The given sum of series is 3+7+13+21+…..
Let us consider all the nth terms given by obtains mentioned in the problem.
Consider the nth term as ${a_n} = 4n - 1$.
Put n=1 for the first term of the series whose nth term is given by ${a_n} = 4n - 1$, we get
${a_1} = \left( {4 \times 1} \right) - 1 = 4 - 1 = 3$
Put n=2 for the second term of the series whose nth term is given by ${a_n} = 4n - 1$, we get
${a_2} = \left( {4 \times 2} \right) - 1 = 8 - 1 = 7$
Put n=3 for the third term of the series whose nth term is given by ${a_n} = 4n - 1$, we get
${a_3} = \left( {4 \times 3} \right) - 1 = 12 - 1 = 11$
But, since the third term of the given series is 13 which is not equal to 11 i.e., the third term of the series whose nth term is given by ${a_n} = 4n - 1$.
So, option A is incorrect.
Consider the nth term as ${a_n} = {n^n} + 2n$.
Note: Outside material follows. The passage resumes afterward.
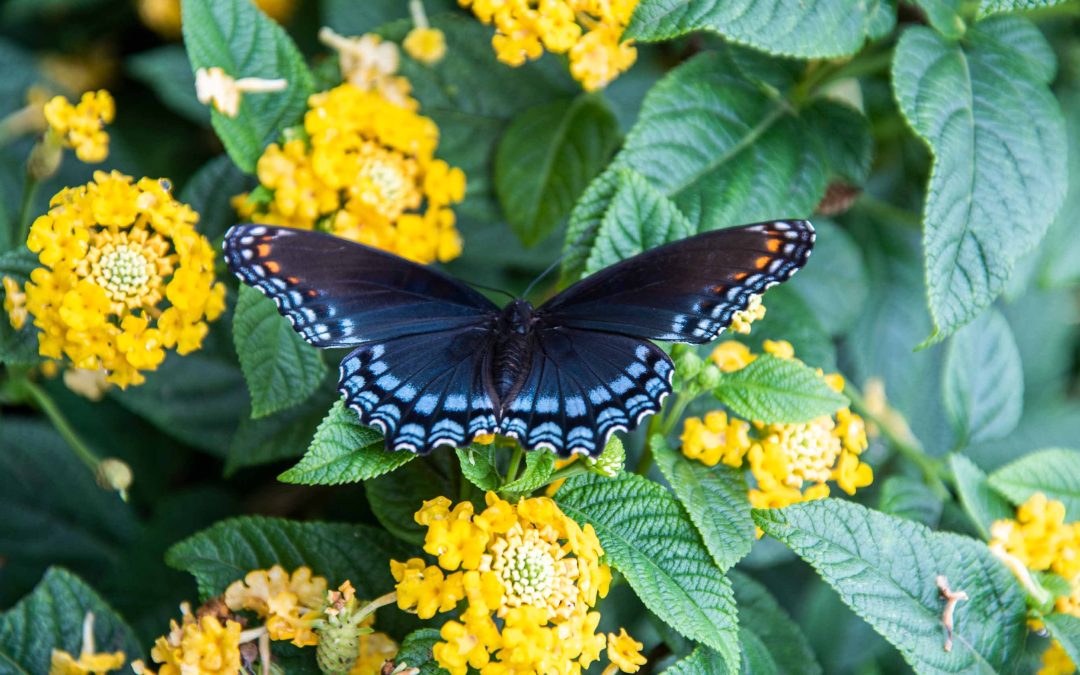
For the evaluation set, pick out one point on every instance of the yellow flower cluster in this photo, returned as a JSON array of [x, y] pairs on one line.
[[526, 565], [203, 645], [790, 462], [289, 603], [82, 126], [590, 31], [1042, 541], [366, 173], [112, 253]]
Put n=1 for the first term of the series whose nth term is given by ${a_n} = {n^n} + 2n$, we get
${a_1} = {\left( 1 \right)^1} + \left( {2 \times 1} \right) = 1 + 2 = 3$
Put n=2 for the second term of the series whose nth term is given by ${a_n} = {n^n} + 2n$, we get
${a_2} = {\left( 2 \right)^2} + \left( {2 \times 2} \right) = 4 + 4 = 8$
But, since the second term of the given series is 7 which is not equal to 8 i.e., the second term of the series whose nth term is given by ${a_n} = {n^n} + 2n$.
So, option B is also incorrect.
Consider the nth term as ${a_n} = {n^2} + n + 1$.
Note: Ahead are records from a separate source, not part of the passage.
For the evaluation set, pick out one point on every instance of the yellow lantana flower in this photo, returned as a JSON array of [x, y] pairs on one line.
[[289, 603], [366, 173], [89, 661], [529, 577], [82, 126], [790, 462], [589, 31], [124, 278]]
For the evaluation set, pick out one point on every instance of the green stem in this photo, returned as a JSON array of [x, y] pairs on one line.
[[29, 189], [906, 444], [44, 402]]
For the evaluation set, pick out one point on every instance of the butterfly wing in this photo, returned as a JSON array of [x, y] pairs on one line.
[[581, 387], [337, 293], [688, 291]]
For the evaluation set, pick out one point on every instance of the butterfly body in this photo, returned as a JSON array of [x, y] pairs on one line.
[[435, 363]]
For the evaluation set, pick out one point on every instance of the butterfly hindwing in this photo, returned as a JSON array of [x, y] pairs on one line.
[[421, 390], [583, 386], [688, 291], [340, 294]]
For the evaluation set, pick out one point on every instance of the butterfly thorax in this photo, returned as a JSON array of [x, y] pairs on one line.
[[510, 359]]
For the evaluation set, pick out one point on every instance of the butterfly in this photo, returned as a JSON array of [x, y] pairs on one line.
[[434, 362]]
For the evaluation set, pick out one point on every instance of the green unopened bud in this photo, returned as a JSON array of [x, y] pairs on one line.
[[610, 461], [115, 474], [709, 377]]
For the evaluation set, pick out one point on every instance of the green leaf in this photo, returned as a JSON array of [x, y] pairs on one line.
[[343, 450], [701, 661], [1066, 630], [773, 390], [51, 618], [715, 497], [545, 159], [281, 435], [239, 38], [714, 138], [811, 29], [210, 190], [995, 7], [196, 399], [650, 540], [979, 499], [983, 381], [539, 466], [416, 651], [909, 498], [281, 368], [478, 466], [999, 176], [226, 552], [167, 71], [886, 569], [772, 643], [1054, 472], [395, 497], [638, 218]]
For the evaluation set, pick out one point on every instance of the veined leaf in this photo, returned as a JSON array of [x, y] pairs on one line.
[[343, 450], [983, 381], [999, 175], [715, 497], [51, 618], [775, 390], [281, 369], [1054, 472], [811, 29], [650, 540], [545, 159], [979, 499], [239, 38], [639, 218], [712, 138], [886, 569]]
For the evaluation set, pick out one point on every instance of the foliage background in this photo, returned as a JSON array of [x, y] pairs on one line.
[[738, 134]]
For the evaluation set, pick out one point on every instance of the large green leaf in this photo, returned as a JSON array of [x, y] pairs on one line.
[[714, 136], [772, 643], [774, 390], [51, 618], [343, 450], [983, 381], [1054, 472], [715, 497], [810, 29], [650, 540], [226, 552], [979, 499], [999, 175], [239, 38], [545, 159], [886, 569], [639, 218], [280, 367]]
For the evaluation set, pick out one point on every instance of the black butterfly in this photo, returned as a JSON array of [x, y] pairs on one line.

Put n=1 for the first term of the series whose nth term is given by ${a_n} = {n^2} + n + 1$, we get
${a_1} = {\left( 1 \right)^2} + 1 + 1 = 1 + 2 = 3$
Put n=2 for the second term of the series whose nth term is given by ${a_n} = {n^2} + n + 1$, we get
${a_2} = {\left( 2 \right)^2} + 2 + 1 = 4 + 3 = 7$
Put n=3 for the third term of the series whose nth term is given by ${a_n} = {n^2} + n + 1$, we get
${a_3} = {\left( 3 \right)^2} + 3 + 1 = 9 + 4 = 13$
Here, these values are the same as those of the given series. Hence, the nth term of the given series is given by ${a_n} = {n^2} + n + 1$.
So, option C is correct.
Consider the nth term as ${a_n} = {n^2} + 2$.
Put n=1 for the first term of the series whose nth term is given by ${a_n} = {n^2} + 2$, we get
${a_1} = {\left( 1 \right)^2} + 2 = 1 + 2 = 3$
Put n=2 for the second term of the series whose nth term is given by ${a_n} = {n^2} + 2$, we get
${a_2} = {\left( 2 \right)^2} + 2 = 4 + 2 = 6$
But, since the second term of the given series is 7 which is not equal to 6 i.e., the second term of the series whose nth term is given by ${a_n} = {n^2} + 2$.
So, option D is incorrect.

Note: In these types of problems, we eliminate the wrong options by putting different values of n starting from 1 in order to obtain first, second and so on up to that value of n which comes out to be different from those in the given series.